There are six versions of iCub in laboratories throughout Europe, where scientists are carefully manipulating its electronic brain to be able to learn, just like a human child.
"Our goal is to really understand something that is very human: the ability to cooperate, to understand what someone else wants us to do, be able to align with them and work together," said research director Peter Ford Dominey.
iCub is five feet tall, has articulated trunk, arms and legs made of intricate electronic circuits. It has a white face with a small nose and large eyes that can see and follow the movement of objects.
"We play as usual or something new?" Said Dominey iCub during a recent experiment at a laboratory in Lyon in southeast France. His voice was robotic, as expected, though his intonation of a person to ask something.
The "game" was that a person lifting a box and showed the toy beneath. Then someone else picked up the toy before putting it back on the floor. In the end, the first person to put the box back on the floor, covering the toy.
Having seen two humans do, iCub could join the game.
"The robot is proving that you can change roles.
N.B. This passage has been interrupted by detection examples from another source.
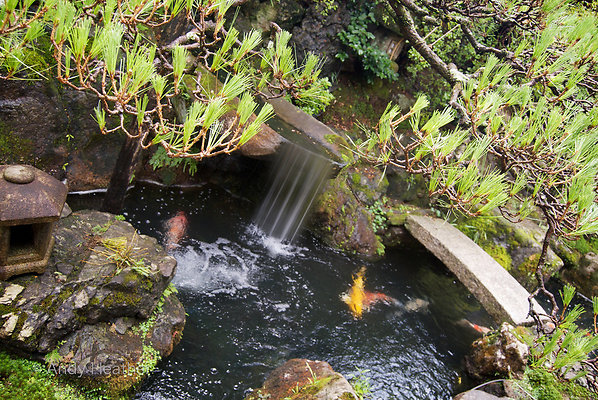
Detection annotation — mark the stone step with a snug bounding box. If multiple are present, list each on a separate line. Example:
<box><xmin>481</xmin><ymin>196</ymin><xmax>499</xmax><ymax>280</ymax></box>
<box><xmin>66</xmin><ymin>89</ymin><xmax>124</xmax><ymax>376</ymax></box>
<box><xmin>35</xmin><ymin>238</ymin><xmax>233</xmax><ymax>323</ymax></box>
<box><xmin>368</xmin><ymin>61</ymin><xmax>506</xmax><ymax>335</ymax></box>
<box><xmin>405</xmin><ymin>215</ymin><xmax>545</xmax><ymax>325</ymax></box>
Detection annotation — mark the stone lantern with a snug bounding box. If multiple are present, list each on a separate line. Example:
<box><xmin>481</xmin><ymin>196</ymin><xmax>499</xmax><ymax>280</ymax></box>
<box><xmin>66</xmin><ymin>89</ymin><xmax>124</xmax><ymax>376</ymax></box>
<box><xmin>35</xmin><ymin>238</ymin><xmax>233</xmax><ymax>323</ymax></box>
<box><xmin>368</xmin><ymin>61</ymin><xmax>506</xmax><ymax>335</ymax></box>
<box><xmin>0</xmin><ymin>165</ymin><xmax>67</xmax><ymax>280</ymax></box>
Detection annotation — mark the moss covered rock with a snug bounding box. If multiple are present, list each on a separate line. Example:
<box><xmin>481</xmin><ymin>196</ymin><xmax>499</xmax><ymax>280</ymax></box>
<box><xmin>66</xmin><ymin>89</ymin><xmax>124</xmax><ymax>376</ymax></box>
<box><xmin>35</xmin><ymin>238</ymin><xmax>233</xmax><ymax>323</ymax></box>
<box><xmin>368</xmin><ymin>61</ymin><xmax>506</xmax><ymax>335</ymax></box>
<box><xmin>0</xmin><ymin>81</ymin><xmax>123</xmax><ymax>190</ymax></box>
<box><xmin>246</xmin><ymin>359</ymin><xmax>358</xmax><ymax>400</ymax></box>
<box><xmin>0</xmin><ymin>211</ymin><xmax>185</xmax><ymax>394</ymax></box>
<box><xmin>314</xmin><ymin>166</ymin><xmax>386</xmax><ymax>256</ymax></box>
<box><xmin>457</xmin><ymin>215</ymin><xmax>563</xmax><ymax>290</ymax></box>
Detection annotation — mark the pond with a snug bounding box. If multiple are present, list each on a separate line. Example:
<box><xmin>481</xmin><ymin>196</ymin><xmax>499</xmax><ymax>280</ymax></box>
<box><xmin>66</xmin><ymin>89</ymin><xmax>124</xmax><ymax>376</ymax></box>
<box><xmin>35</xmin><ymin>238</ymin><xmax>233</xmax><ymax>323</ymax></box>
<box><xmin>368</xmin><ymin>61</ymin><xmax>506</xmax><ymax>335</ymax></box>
<box><xmin>70</xmin><ymin>179</ymin><xmax>490</xmax><ymax>400</ymax></box>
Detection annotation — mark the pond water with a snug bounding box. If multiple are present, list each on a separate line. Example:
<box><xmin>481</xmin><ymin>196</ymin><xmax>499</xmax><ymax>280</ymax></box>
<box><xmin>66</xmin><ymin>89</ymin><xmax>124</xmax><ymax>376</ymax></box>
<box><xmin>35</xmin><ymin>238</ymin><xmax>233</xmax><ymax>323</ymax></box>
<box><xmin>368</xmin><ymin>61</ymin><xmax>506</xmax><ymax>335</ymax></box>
<box><xmin>69</xmin><ymin>184</ymin><xmax>490</xmax><ymax>400</ymax></box>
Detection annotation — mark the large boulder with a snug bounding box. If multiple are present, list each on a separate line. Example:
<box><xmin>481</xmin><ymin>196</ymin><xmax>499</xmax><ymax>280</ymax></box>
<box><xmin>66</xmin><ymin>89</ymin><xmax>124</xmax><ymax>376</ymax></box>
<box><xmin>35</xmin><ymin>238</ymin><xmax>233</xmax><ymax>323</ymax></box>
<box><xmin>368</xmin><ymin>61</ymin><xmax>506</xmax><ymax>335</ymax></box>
<box><xmin>0</xmin><ymin>80</ymin><xmax>123</xmax><ymax>190</ymax></box>
<box><xmin>314</xmin><ymin>166</ymin><xmax>388</xmax><ymax>256</ymax></box>
<box><xmin>465</xmin><ymin>322</ymin><xmax>529</xmax><ymax>380</ymax></box>
<box><xmin>313</xmin><ymin>164</ymin><xmax>431</xmax><ymax>256</ymax></box>
<box><xmin>246</xmin><ymin>359</ymin><xmax>358</xmax><ymax>400</ymax></box>
<box><xmin>0</xmin><ymin>211</ymin><xmax>185</xmax><ymax>391</ymax></box>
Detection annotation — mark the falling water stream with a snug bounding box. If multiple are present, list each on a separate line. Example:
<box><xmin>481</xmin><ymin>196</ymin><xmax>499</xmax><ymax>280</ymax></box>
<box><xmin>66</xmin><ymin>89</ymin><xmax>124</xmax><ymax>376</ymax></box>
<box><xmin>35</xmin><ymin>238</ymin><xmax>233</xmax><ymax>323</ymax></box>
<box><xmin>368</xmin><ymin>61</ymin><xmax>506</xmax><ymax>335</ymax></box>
<box><xmin>255</xmin><ymin>144</ymin><xmax>332</xmax><ymax>243</ymax></box>
<box><xmin>68</xmin><ymin>154</ymin><xmax>490</xmax><ymax>400</ymax></box>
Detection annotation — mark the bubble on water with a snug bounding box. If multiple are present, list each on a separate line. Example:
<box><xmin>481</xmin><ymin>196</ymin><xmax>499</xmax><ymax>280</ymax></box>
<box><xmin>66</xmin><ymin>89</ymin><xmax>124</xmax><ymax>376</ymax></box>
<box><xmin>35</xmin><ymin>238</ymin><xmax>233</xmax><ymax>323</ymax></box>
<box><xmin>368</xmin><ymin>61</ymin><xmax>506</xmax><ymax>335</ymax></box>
<box><xmin>174</xmin><ymin>238</ymin><xmax>258</xmax><ymax>294</ymax></box>
<box><xmin>246</xmin><ymin>224</ymin><xmax>307</xmax><ymax>257</ymax></box>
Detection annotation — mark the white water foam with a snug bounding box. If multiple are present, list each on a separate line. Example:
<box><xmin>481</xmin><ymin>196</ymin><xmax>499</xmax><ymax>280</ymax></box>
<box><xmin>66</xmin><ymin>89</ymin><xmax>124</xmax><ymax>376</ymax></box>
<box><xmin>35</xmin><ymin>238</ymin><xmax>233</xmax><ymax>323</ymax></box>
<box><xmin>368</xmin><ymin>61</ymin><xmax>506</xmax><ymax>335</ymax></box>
<box><xmin>173</xmin><ymin>238</ymin><xmax>258</xmax><ymax>294</ymax></box>
<box><xmin>245</xmin><ymin>224</ymin><xmax>307</xmax><ymax>258</ymax></box>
You can play the role of first or second person," said Dominey, which is funded by the European Union for his work with iCub.
"These robots will be a tremendous tool for analytic philosophy and philosophy of mind," said Dominey, an expert in computational neuroscience, computer modeling for different brain functions.
Dominey said that after years of research had understood that these models need to be "released into the world" to interact with humans.
The more immediate goal is to provide practical applications iCub.
In the short term, that could mean use in hospitals to help patients physiotherapy playing with them. In the long term, iCub could achieve sufficient autonomy to help around the house, making their own assessments of needs.
"People have their habits, putting the dishwasher, putting the dishes (...) The aim is that the robot can reach aser a wizard (the home)," Dominey said.
"There will be tomorrow. Maybe in the next decade we start seeing this sort of thing," said the scientist.